Technical Papers
May 26, 2022

Mesogenetic Evaluation and Design of Coarse Aggregate Contact within Asphalt Mixture

Publication: Journal of Materials in Civil Engineering
Volume 34, Issue 8

Abstract

To establish a new gene database and asphalt mixture evaluation method, coarse aggregate contact characteristics from the meso perspective serve as a reference for the improvement of fine design and asphalt mixture performance. In this study, a rapid analysis and evaluation software for coarse aggregate contact software was developed. An optimization calculation method for voids in coarse aggregate of asphalt mixture was proposed based on digital image processing techniques. In addition, the meso characteristic gene of coarse aggregate contact for eight different asphalt mixtures was investigated, and the relationship between coarse aggregate contact mesogenetic parameters and the corresponding macrorutting resistance was established. The results indicate that number of contact points is not appropriate as the mesoparameter for evaluating the skeleton of the asphalt mixture; average coordination number, skeleton ratio, and “free” coarse aggregate content can be used to evaluate the mesostructure of the asphalt mixture.

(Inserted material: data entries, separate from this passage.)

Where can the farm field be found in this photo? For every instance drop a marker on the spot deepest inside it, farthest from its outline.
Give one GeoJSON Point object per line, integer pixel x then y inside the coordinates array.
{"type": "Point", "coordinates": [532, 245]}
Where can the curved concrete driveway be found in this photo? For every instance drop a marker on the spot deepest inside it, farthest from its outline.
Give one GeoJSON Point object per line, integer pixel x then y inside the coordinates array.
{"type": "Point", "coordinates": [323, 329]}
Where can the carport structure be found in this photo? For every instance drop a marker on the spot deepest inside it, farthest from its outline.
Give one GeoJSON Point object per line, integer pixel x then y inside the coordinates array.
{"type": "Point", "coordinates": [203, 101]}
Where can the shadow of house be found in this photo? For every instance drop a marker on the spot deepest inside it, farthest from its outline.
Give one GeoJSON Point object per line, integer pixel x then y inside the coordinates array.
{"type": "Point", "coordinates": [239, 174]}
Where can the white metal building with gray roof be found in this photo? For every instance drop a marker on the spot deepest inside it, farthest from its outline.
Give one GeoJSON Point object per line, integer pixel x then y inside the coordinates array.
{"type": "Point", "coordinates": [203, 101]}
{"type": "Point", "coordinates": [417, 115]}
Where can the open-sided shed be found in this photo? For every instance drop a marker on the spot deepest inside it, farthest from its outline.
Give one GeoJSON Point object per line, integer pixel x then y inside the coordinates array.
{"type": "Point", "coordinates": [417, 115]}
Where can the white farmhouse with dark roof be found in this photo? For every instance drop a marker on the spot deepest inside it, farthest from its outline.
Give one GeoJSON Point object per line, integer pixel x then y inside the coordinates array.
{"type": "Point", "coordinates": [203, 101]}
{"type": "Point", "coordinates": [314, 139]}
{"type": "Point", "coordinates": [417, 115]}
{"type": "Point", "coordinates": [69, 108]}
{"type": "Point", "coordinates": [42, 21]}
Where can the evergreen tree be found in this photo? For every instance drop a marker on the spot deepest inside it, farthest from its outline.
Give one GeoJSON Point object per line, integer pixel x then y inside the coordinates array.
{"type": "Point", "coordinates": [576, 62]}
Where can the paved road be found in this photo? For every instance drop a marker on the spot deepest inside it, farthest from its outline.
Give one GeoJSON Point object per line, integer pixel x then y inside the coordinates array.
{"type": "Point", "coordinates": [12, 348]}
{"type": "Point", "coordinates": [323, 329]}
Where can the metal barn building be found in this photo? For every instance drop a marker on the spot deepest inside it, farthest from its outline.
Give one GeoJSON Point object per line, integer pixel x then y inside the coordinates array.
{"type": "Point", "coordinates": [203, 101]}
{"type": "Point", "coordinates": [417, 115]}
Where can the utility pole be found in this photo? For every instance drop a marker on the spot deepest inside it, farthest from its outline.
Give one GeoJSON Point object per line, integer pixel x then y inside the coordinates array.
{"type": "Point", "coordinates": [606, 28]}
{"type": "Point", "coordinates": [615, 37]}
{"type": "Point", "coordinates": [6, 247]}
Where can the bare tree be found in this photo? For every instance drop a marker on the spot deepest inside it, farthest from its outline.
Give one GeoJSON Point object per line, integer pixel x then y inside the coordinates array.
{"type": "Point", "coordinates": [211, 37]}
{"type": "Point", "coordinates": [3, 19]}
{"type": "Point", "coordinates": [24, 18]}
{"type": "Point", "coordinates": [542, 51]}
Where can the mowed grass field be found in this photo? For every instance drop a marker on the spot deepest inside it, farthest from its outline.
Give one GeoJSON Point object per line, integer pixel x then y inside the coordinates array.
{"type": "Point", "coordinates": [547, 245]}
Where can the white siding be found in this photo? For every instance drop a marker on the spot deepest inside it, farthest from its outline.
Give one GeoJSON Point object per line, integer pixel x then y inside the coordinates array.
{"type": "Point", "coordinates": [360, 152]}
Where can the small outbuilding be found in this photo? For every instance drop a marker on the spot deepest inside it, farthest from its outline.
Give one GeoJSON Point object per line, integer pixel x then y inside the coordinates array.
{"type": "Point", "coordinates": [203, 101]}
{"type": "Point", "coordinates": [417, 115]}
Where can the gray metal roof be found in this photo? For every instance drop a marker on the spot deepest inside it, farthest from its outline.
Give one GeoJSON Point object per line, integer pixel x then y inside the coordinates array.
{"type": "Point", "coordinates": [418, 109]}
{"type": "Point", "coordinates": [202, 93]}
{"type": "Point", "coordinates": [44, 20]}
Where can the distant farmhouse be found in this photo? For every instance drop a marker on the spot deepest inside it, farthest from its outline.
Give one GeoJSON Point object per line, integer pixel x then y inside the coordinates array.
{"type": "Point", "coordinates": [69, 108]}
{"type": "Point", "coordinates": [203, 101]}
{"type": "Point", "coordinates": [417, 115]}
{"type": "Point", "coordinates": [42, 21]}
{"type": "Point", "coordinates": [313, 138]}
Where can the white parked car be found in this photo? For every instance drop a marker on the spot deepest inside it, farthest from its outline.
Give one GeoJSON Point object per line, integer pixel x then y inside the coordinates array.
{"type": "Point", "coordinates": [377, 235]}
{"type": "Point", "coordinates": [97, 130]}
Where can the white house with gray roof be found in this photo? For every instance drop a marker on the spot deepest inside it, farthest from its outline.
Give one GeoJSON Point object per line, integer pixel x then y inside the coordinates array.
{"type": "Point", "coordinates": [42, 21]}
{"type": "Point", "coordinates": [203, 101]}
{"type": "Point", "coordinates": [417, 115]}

Skeleton ratio is the most sensitive mesogenetic parameter affecting rut depth, which can be used as the main control parameter for fine design of asphalt mixture. The limit standards of the skeleton ratio and “free” coarse aggregate content values are 41.32% and 82.89%, respectively, and the range of average coordination numbers is 0.5–1.72. However, the mesodesign parameters cannot reach the standard theoretical value due to the inhomogeneous granular material characteristics of the asphalt mixture. In the asphalt mixture design process, average coordination number is 1.50, skeleton ratio is 23.48%, and “free” coarse aggregate content is 24.94%; these values can be used as the mesoparameter standard for the fine design of skeleton asphalt mixtures.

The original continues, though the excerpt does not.